The lack of quality advisers to service borrowers when mortgage sales pick up will be a major concern for the industry, according to an exclusive Mortgage Solutions report.
Its research, revealed by Ian Giles marketing at the British Mortgage Senate last week, estimated mortgage adviser numbers have fallen 56% from 33,000 in mid 2007 to 14,500 in May 2010.
The market would have to rise from its current £143bn level to £215bn before the shortfall is felt, according to the research. Many firms may also be looking to quality new entrants as a better option than returnees.
Roughly 60% of those who left the industry have moved into other industries, with 25% thought to have stayed in financial services, including banking and debt management.
The notable sector exceptions include the public sector, taxi driving, teaching and even pizza delivery.
When the upturn comes, intermediary firms are confident they can ‘scale up as quickly as lenders' but high-quality recruitment will be seen as the key, longer-term issue, according to the broker and lender survey.
Broker firms recruit as business volumes grow, which left many firms unsure of how to tackle the variable market this year, the survey showed.
Alison Beech, business development director at Spicerhaart, which is interviewing mortgage brokers agrees recruiting to 'fit and proper' standards is a challenge.
"We compete against the banking sector.
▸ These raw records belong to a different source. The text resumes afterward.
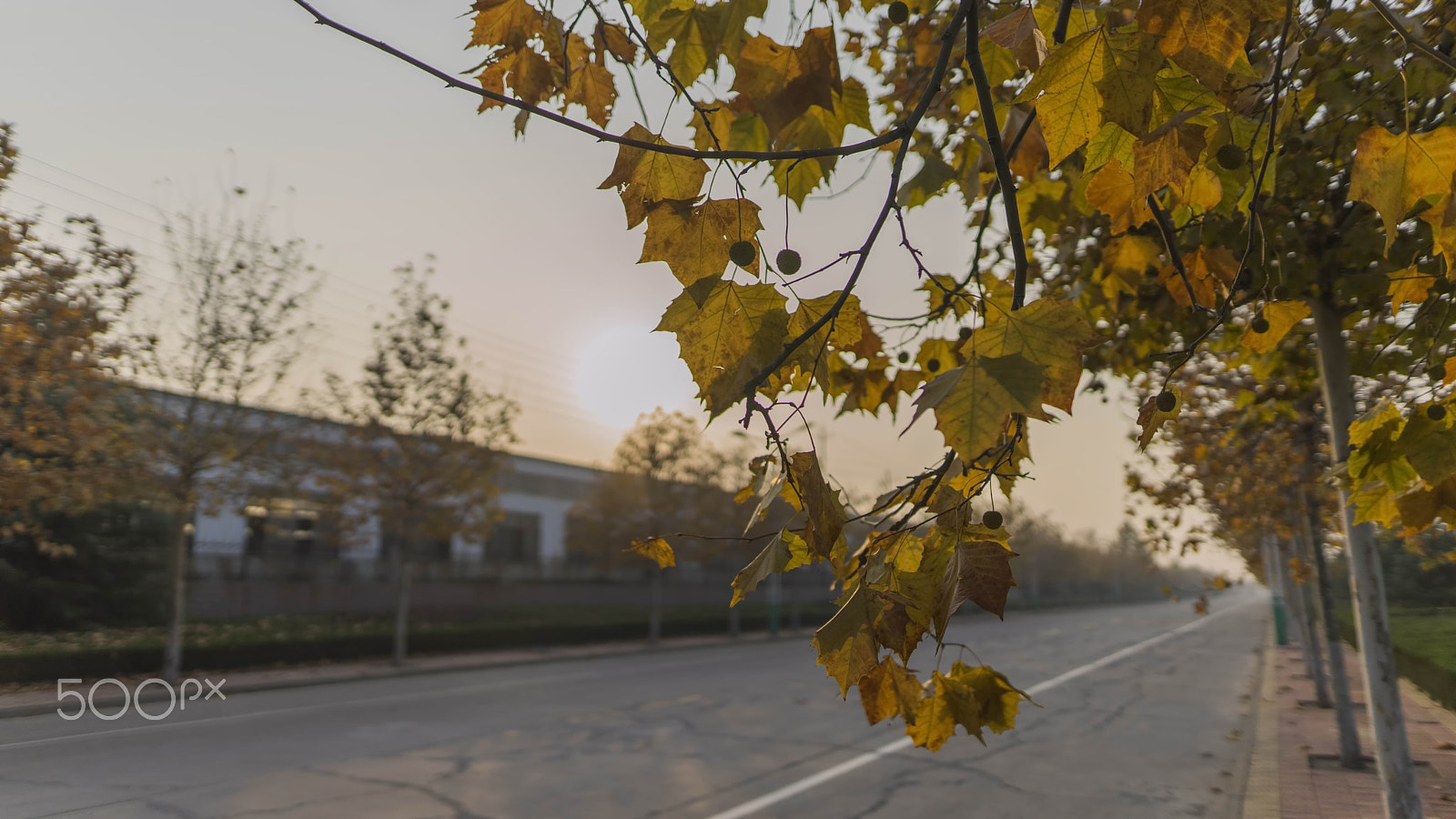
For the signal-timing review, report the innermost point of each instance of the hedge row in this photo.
(1436, 681)
(99, 663)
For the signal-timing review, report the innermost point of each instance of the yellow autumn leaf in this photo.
(1205, 36)
(504, 22)
(593, 87)
(645, 178)
(1281, 317)
(1392, 172)
(846, 643)
(1125, 263)
(1069, 106)
(1150, 419)
(1016, 363)
(1114, 191)
(888, 691)
(693, 239)
(784, 552)
(1210, 273)
(783, 82)
(1409, 286)
(727, 334)
(807, 491)
(655, 550)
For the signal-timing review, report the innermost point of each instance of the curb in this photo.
(1261, 799)
(465, 665)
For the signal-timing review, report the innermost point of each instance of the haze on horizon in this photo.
(157, 106)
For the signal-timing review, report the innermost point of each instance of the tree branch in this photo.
(1417, 44)
(932, 86)
(899, 131)
(1004, 175)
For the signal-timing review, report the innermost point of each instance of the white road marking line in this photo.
(310, 707)
(814, 780)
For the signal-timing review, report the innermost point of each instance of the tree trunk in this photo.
(1344, 709)
(654, 618)
(404, 567)
(1308, 646)
(775, 602)
(1271, 579)
(172, 654)
(1392, 749)
(1309, 632)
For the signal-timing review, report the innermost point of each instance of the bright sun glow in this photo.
(623, 372)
Estate agency-based advisers need to work weekends, unlike banks, which doesn't help, along with the fact that banking also pays very well," she says.
Training and development was listed by 36% as the biggest cash and time drain during the recruitment process, followed by the recruitment fee, the time cost while 18% cited the cost of making a bad hire.
Katie Tucker, chief operating officer of high-net worth broker firm Private Finance, says the cost in time and money partly explained the firm's mix of employed and self-employed personnel.
She believes it is a retention issue adding ten years ago, John Charcol's rigorous training process created half the industry.
"Companies have stopped doing that because brokers walk away after two or three years, instead of five.
"Of the new companies that sprang up in 2006/7, those putting in the training were losing out, and those that didn't thought that it hardly mattered anyway, because business was booming."